Hussain, who passed away on Dec. 15 at age 73, was a titan of tabla, the hand drums used as the main percussive instrument in a wide variety of South Asian music, from Qawwali to Hindustani classical to Gurbani Kirtan. His talent was fierce and precocious, nurtured by his father from an early age. “You grow up in the atmosphere of music 24 hours a day,” Hussain once said, “and you don’t have to do anything else.” Hussain played his first concert when he was just seven years old, and began touring at 12. In 1970, at the wizened age of 18, he made his American debut at the Fillmore East alongside Ravi Shankar. Months later, he joined jam sessions with the Grateful Dead in San Francisco, and thus began a storied partnership with Dead drummer Mickey Hart. In 1975, the two men formed the Diga Rhythm Band, whose debut album featured an innocuous, bouncy track called “Happiness is Drumming,” which would eventually become the Dead’s classic “Fire on the Mountain.”

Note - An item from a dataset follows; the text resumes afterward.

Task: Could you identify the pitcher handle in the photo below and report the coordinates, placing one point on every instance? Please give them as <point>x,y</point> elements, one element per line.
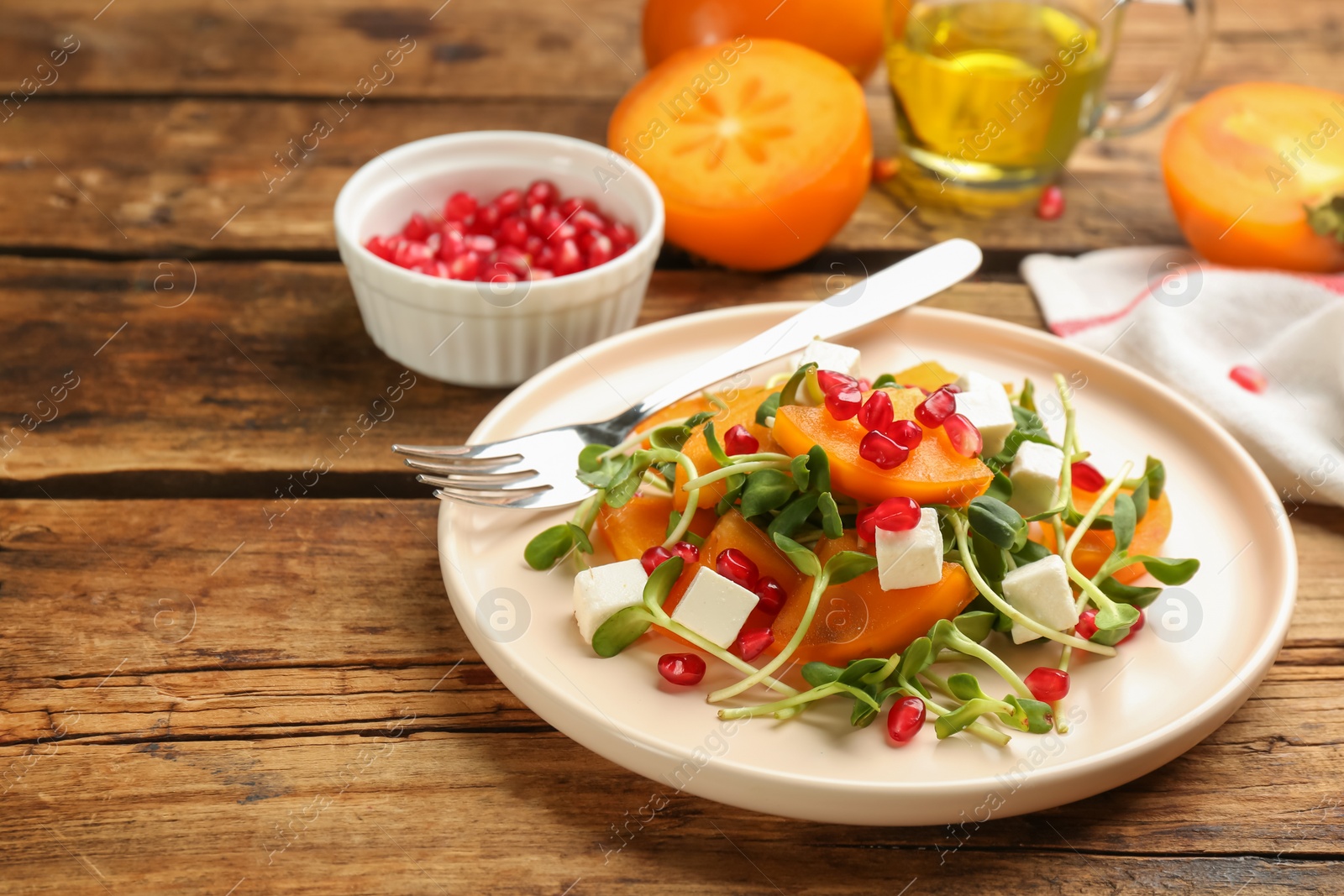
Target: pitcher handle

Hussain’s collaborations with Western musical legends went far beyond the psychedelic haze of the West Coast and the Dead. In 1972, George Harrison tapped him to play on Living in the Material World, the much-anticipated follow-up to All Things Must Pass. Hussain, who originally intended to play drums on the album, was dissuaded from doing so by Harrison, who insisted that he stick with tabla. Hussain remembered the interaction fondly: “That was the day I dropped the idea of wanting to be a rock drummer,” he recalled, and instead “focused on making my instrument speak all the languages of rhythm that exist on this planet. I can’t thank George enough for straightening me out.”
Hussain’s list of collaborators over the years is perhaps as diverse and extensive as his percussive talent — Earth, Wind & Fire, Van Morrison, Pharaoh Sanders, Yo-Yo Ma, Nusrat Fateh Ali Khan, Pat Martino, Charles Lloyd, and Eric Harland all benefited from his deft touch and keen ear. In 1979, Hussain even worked with Francis Ford Coppola, lending a hand with the soundtrack for Apocalypse Now.
Despite his prominence as an Indian musician in what was, and continues to be, a primarily white industry, Hussain was outspoken against the tokenization of brown musicians that so often occurred in the latter half of the 20th century, as artists like the Beatles and John Coltrane helped popularize South Asian music in England and the United States. “As far as Indian music is concerned,” he said, “I wouldn’t call myself a torchbearer. It’s the media that focuses on it, like [how] at one time Pandit Ravi Shankar was the poster boy of Indian music. It did not matter that there were equally good sitar players in India at that time.”
In late October, I had the privilege of seeing Hussain live at a small theater in Connecticut, in what would be one of his final shows. The performance was sold out, and the 500-person crowd was almost entirely made up of diasporic South Asians. A palpable sense of reverence hung heavy in the venue, and Hussain took the stage to uproarious, interminable applause, which ceased only when he silenced the audience with a gentle raise of his hand. For the next hour and half, alongside the Indian classical musician Rahul Sharma, Hussain put on a display of bona fide musical sorcery. The air with which he played was restrained yet frenzied, candid yet occult. There were no pretensions of showmanship, no displays of braggadocio — just the hollow ringing of palm on goatskin. His rhythms began slowly, like a freight train creaking to life, and within seconds reached mesmerizing highs of elegant virtuosity. He was the real deal: a genuine master of his craft, a man who, from his first seconds on this earth, had been called to a higher purpose. And he answered.
In the early 2000s, Hussain was asked about the increasing commercialization of music, and whether it might compromise the art form itself. “In every venture, musical or otherwise, you will always have good and bad,” he responded in an early-internet chat with fans. “The same applies here.” What is eminently apparent, in the aftermath of his untimely and heartbreaking demise, is that these words ring true for the grand venture of life itself. We should count ourselves exceedingly blessed, then, that in this scheme of existence, so often marked by strife and tribulation, we were lucky enough to have Mr. Hussain, and the magic of his music. They brought only good, and they will be sorely missed.